Either they just got rid of the one person trying to curb price rises and resist toy-ification of kits, or one those two things' major proponents.

I will be watching *very* closely for even the *slightest* change in company practice henceforth.


----------



## Arcane (Feb 17, 2009)

Magpie_Oz said:


> Did you actually read what the article said ?
> 
> "For the past five years Games Workshop has had the best CEO it has ever had. Under Mark Wells’ leadership we have become better organised, clearer thinking and commercially more robust."
> 
> I.e. The old guy did a great job so expect more of the same.


That's a matter of opinion. In the past 5 years my army has been swept under the rug, GW went back on their promise to do every codex before a new edition, prices have increased beyond that of natural inflation, and 6th edition brought more nerf/buff marketing schemes than any other before it.

That's not to say there hasn't been a lot of good. I enjoy 6th edition as a whole. I'm just saying I hope it is a chance for new beginnings and better things to come.


----------



## scscofield (May 23, 2011)

Key thing is that is GW opinion. So says the article.


----------



## scscofield (May 23, 2011)

GW says they are doing great, since they run their show their opinion matters quite a bit. Yes?


----------



## Magpie_Oz (Jan 16, 2012)

Arcane said:


> That's a matter of opinion. In the past 5 years my army has been swept under the rug, GW went back on their promise to do every codex before a new edition, prices have increased beyond that of natural inflation, and 6th edition brought more nerf/buff marketing schemes than any other before it.
> 
> That's not to say there hasn't been a lot of good. I enjoy 6th edition as a whole. I'm just saying I hope it is a chance for new beginnings and better things to come.


The press release is for the shareholders, they say things are going great, so if things then fundamentally change, all sorts of dramas happen with the share price.


----------



## Magpie_Oz (Jan 16, 2012)

Arcane said:


> Sure their opinion matters. So does mine. Why then do you constantly have to question it?


I'm real sorry to break it to you mate, but your opinion is not going to impact on the decisions made by the GW management.

It's not my opinion at all it is GW's as stated in their press release


----------



## Haskanael (Jul 5, 2011)

no new blood, the whole position was dropped. so just a guy leaving.


----------



## Adramalech (Nov 10, 2009)

My prayers... they are being answered ;u; A new age of liberty from price hikes and matt ward approaches, my friends. <3


----------



## ckcrawford (Feb 4, 2009)

Adramalech said:


> My prayers... they are being answered ;u; A new age of liberty from price hikes and matt ward approaches, my friends. <3


Not sure... to be honest. I've just seen a lot of people drop of the game. I feel really weird, I hope things are pointing that GW is going the wrong decision. I heard casts cost a lot of money, so with the new model making, new codex's, rules and organization, are they really making the money they need? I don't think so, but the only proof I have is empty GW stores.

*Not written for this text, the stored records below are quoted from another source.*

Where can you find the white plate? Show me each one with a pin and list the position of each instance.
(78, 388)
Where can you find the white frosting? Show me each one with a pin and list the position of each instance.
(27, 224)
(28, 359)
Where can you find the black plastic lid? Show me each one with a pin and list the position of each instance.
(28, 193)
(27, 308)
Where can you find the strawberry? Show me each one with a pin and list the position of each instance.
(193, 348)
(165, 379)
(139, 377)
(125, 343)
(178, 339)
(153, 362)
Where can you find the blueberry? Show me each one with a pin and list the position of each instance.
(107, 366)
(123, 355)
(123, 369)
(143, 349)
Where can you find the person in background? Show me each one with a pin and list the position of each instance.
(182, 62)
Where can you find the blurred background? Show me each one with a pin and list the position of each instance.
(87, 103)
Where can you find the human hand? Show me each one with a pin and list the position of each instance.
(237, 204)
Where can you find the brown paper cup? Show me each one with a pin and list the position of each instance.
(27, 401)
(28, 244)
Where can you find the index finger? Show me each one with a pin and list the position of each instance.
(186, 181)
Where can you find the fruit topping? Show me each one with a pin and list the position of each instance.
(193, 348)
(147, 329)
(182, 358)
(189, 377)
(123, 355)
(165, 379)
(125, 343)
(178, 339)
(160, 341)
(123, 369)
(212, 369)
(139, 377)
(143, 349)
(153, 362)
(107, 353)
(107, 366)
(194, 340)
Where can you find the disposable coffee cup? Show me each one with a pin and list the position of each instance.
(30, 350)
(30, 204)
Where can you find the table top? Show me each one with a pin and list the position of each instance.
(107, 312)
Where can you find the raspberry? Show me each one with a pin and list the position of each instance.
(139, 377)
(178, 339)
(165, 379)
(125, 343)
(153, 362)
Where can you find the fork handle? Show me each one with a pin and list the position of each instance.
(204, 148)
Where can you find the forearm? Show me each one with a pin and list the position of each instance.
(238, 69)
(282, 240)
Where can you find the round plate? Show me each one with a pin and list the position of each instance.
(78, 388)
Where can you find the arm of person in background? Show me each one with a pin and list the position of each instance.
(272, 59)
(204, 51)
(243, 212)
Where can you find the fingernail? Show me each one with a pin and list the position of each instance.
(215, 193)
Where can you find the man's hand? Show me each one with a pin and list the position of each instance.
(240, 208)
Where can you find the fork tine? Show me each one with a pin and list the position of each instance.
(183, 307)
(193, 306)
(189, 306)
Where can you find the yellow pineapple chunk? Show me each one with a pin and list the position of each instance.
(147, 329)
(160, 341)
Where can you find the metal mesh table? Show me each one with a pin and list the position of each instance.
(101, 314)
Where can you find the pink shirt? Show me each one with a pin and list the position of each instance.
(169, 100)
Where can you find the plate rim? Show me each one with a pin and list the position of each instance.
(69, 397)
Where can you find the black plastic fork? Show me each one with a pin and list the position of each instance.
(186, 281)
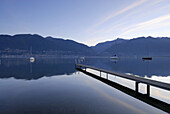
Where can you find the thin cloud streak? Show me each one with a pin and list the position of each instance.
(131, 6)
(151, 24)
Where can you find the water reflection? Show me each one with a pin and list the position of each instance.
(24, 69)
(143, 97)
(135, 66)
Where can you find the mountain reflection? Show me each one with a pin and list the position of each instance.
(136, 66)
(24, 69)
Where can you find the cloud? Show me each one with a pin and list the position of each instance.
(114, 14)
(158, 22)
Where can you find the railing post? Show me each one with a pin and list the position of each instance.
(148, 90)
(106, 75)
(137, 87)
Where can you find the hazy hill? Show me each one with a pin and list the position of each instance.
(142, 46)
(41, 44)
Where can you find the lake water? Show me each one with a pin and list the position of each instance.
(50, 86)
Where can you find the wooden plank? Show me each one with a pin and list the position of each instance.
(158, 84)
(143, 97)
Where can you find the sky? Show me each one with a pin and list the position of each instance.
(86, 21)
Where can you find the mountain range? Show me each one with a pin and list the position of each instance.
(141, 46)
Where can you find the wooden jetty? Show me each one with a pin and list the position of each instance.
(147, 99)
(137, 79)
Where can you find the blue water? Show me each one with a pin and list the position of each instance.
(54, 86)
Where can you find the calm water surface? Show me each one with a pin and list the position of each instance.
(54, 86)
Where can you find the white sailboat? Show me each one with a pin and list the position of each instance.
(32, 59)
(115, 57)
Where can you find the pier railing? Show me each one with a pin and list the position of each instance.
(137, 79)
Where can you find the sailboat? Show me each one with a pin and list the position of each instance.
(32, 59)
(115, 57)
(147, 58)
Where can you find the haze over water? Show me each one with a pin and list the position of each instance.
(54, 86)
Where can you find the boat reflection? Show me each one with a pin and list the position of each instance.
(24, 69)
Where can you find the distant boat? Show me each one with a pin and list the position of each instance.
(32, 59)
(146, 58)
(82, 59)
(114, 57)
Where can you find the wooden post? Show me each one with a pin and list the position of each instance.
(148, 90)
(106, 75)
(137, 87)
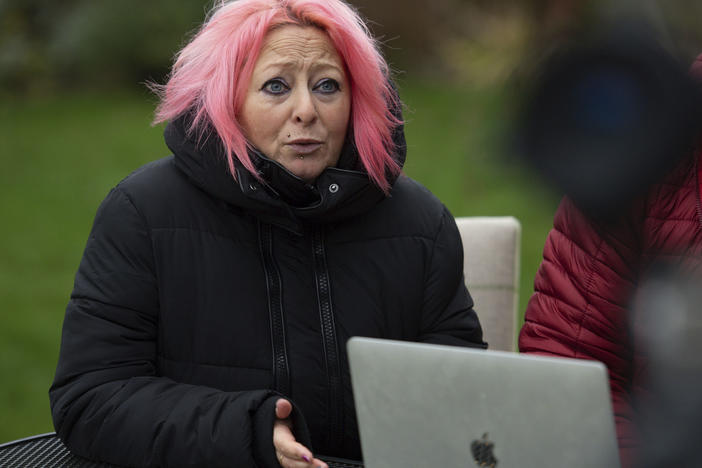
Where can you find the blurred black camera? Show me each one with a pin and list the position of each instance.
(607, 115)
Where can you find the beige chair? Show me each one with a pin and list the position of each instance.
(491, 248)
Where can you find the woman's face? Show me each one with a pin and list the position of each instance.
(296, 110)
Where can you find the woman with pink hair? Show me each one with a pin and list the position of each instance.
(210, 311)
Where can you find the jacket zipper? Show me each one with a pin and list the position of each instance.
(281, 370)
(335, 407)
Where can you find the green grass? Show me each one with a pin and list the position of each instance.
(59, 156)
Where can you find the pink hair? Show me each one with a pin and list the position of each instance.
(212, 73)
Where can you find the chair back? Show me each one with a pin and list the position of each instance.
(491, 247)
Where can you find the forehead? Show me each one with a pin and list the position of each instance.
(298, 45)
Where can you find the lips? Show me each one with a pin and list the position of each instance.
(304, 146)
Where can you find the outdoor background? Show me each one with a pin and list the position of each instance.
(75, 119)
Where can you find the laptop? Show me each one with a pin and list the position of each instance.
(422, 405)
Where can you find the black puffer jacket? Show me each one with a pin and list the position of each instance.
(200, 300)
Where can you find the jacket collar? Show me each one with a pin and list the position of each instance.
(279, 197)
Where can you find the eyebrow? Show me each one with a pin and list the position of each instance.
(318, 64)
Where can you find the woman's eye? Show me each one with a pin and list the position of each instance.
(328, 86)
(275, 86)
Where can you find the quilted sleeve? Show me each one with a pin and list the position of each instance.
(108, 401)
(579, 306)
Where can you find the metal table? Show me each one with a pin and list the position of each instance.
(47, 450)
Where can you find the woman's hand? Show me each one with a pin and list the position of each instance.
(289, 452)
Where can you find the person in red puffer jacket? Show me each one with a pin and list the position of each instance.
(590, 271)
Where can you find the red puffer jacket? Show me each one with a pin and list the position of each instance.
(588, 274)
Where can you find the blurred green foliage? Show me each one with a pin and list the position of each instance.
(48, 45)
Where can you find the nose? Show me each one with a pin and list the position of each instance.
(305, 109)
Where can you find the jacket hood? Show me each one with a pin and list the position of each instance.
(279, 197)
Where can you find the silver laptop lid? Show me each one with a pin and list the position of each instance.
(421, 405)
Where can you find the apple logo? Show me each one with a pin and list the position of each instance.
(482, 452)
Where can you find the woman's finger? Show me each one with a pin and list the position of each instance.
(301, 462)
(283, 408)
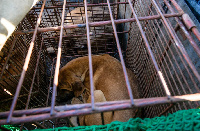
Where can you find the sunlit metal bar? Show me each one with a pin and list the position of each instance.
(187, 34)
(151, 53)
(25, 65)
(81, 5)
(168, 48)
(177, 42)
(104, 106)
(8, 57)
(89, 56)
(93, 24)
(50, 82)
(120, 55)
(55, 83)
(33, 80)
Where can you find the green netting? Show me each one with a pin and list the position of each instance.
(10, 127)
(183, 120)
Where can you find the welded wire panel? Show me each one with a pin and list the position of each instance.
(150, 37)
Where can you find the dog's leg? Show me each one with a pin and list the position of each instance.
(96, 119)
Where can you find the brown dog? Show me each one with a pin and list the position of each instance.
(108, 77)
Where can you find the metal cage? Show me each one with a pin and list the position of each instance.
(153, 38)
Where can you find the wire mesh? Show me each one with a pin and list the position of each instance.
(158, 52)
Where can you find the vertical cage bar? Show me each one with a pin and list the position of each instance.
(161, 77)
(25, 67)
(120, 54)
(177, 42)
(90, 56)
(55, 83)
(187, 34)
(35, 71)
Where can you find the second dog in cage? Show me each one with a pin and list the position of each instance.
(108, 78)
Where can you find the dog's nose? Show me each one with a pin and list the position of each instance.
(64, 96)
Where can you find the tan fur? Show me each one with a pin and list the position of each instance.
(108, 77)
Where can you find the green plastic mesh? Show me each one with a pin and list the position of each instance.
(183, 120)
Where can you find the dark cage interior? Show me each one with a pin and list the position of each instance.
(152, 37)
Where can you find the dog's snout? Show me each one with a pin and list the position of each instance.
(64, 96)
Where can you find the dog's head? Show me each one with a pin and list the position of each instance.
(69, 85)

I'm not sure how much power the CEO actually has though in terms of what he controls. Sure he might make many of the ultimate decisions, but I'm not sure that if there are any problems with GW currently that we don't know about (maybe hidden under the rug) that they will be fixed now.


----------



## scscofield (May 23, 2011)

The way this reads to me is as follows.

DudeA: lets do this
DudeB (supposedly in charge of DudeA): good idea make it so

5 years of this repeating...

DudeA: why are you here?
DudeB: good point, laters!


----------



## Adramalech (Nov 10, 2009)

ckcrawford said:


> Not sure... to be honest. I've just seen a lot of people drop of the game. I feel really weird, I hope things are pointing that GW is going the wrong decision. I heard casts cost a lot of money, so with the new model making, new codex's, rules and organization, are they really making the money they need? I don't think so, but the only proof I have is empty GW stores.
> 
> I'm not sure how much power the CEO actually has though in terms of what he controls. Sure he might make many of the ultimate decisions, but I'm not sure that if there are any problems with GW currently that we don't know about (maybe hidden under the rug) that they will be fixed now.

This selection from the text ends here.